La victoire des partis islamiques dans les pays islamiques et révolutionnaires du nord de l'Afrique, spécialement les frères musulmans en Egypte avec 40% des voix, a mis le régime sioniste dans une situation difficile.
L'affaiblissement ou la coupure des relations avec ses voisins confronte le régime sioniste à un hiver très froid. Les gens de la région ne supportent plus cette tumeur cancéreuse dans le monde de l'islam et le régime sioniste est actuellement très isolé.
Nous avons interrogé le professeur Tomo Molasu, professeur à l'université de Tampere en Finlandes et responsable des activités pacifistes dans cette université, qui a déclaré que "le printemps arabe" était devenu un hiver politique très froid pour le régime sioniste.
"Des problèmes économiques sont nés de l'affaiblissement ou de la coupure des relations du régime sioniste avec ses voisins, qui cherche actuellement de nouveaux marchés au sud du Soudan. La Knesset cherche à se faire de nouveaux alliés pour baisser les tensions politique à Tel-Aviv et calmer la jeune génération découragée de voir finir les conflits hérités des parents. Dernièrement Moshe Dayan a déclaré que la chute d'Israël serait la fin du judaïsme car certains mouvements extrémistes juifs se sont laissés embarqués dans l'aventure sioniste. Le régime sioniste ne pourra jamais sortir vainqueur d'un conflit contre 300 millions de musulmans, la seule solution est de faire pression avec le soutien des pays étrangers.
Les accords de Camp David ne sont aucunement une garantie pour l'avenir de ce régime et les habitants de Tel-Aviv de feront pas confiance à leurs dirigeants dans la situation troublée du Proche orient.

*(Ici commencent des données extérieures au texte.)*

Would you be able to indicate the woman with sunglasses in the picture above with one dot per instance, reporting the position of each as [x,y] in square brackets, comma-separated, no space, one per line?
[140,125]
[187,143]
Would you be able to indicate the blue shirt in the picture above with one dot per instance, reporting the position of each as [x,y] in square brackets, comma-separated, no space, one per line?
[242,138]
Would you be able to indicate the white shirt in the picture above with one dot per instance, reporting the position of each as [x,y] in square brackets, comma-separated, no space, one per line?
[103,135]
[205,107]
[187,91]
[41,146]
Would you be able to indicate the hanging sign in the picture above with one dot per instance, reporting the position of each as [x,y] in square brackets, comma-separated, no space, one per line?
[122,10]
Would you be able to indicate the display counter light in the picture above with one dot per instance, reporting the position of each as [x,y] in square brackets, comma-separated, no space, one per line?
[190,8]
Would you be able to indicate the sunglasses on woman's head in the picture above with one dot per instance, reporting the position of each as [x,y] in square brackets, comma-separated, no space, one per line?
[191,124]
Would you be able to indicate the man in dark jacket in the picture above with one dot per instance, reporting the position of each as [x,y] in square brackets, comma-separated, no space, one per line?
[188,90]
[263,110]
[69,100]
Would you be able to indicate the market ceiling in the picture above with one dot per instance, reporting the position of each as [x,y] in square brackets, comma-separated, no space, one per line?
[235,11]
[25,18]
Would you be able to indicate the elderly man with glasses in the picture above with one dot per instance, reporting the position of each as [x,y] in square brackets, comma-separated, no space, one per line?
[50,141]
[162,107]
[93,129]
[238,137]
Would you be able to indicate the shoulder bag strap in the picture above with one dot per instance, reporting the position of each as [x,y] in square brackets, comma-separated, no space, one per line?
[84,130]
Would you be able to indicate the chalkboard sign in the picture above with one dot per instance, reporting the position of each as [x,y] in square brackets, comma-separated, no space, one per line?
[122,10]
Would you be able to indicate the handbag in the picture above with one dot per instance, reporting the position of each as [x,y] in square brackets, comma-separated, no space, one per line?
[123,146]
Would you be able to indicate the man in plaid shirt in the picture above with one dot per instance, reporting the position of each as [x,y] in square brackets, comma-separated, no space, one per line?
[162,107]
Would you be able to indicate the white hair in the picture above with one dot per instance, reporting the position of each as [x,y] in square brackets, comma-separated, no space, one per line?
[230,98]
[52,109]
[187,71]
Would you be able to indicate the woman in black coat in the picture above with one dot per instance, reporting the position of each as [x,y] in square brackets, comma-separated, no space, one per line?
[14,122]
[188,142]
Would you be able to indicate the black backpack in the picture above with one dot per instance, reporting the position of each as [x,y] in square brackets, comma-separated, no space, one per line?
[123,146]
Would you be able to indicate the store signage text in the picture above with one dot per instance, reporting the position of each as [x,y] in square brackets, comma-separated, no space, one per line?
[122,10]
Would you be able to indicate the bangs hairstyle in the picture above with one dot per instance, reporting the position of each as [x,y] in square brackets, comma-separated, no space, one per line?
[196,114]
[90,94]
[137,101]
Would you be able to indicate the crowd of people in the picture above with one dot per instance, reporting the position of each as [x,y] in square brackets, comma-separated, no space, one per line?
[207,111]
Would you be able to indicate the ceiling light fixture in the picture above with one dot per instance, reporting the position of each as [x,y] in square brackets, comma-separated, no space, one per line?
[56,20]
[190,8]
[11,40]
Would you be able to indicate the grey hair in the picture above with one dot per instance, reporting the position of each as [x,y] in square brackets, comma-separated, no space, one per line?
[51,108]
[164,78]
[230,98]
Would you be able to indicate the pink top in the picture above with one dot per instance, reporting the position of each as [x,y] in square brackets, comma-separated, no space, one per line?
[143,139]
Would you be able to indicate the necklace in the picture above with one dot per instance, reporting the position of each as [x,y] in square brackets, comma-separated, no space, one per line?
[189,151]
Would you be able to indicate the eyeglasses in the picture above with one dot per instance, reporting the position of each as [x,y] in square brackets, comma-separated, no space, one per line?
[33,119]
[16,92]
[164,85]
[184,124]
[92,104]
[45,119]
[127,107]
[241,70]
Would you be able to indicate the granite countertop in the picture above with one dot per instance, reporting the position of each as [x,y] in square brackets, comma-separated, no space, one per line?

Les gens qui ont perdu l'espoir descendent dans la rue. Le totalitarisme et la répression qui sévissaient au Proche orient sont devenus insupportables et même les partis politiques ont du mal à contrôler la situation. L'appellation "printemps arabe" rappelle celle du "printemps de Prague" en 1969 où les gens ont été confrontés aux tanks.
Les nouveaux gouvernements doivent pour arriver à leurs objectifs, développer les mécanismes économiques, juger les responsables de l'ancien régime et effectuer une juste distribution des richesses pour les investissements et l'emploi", a expliqué Tomo Molasu qui est spécialiste des pays francophones de l'Afrique et a écrit de nombreux articles sur l'avenir de ces pays.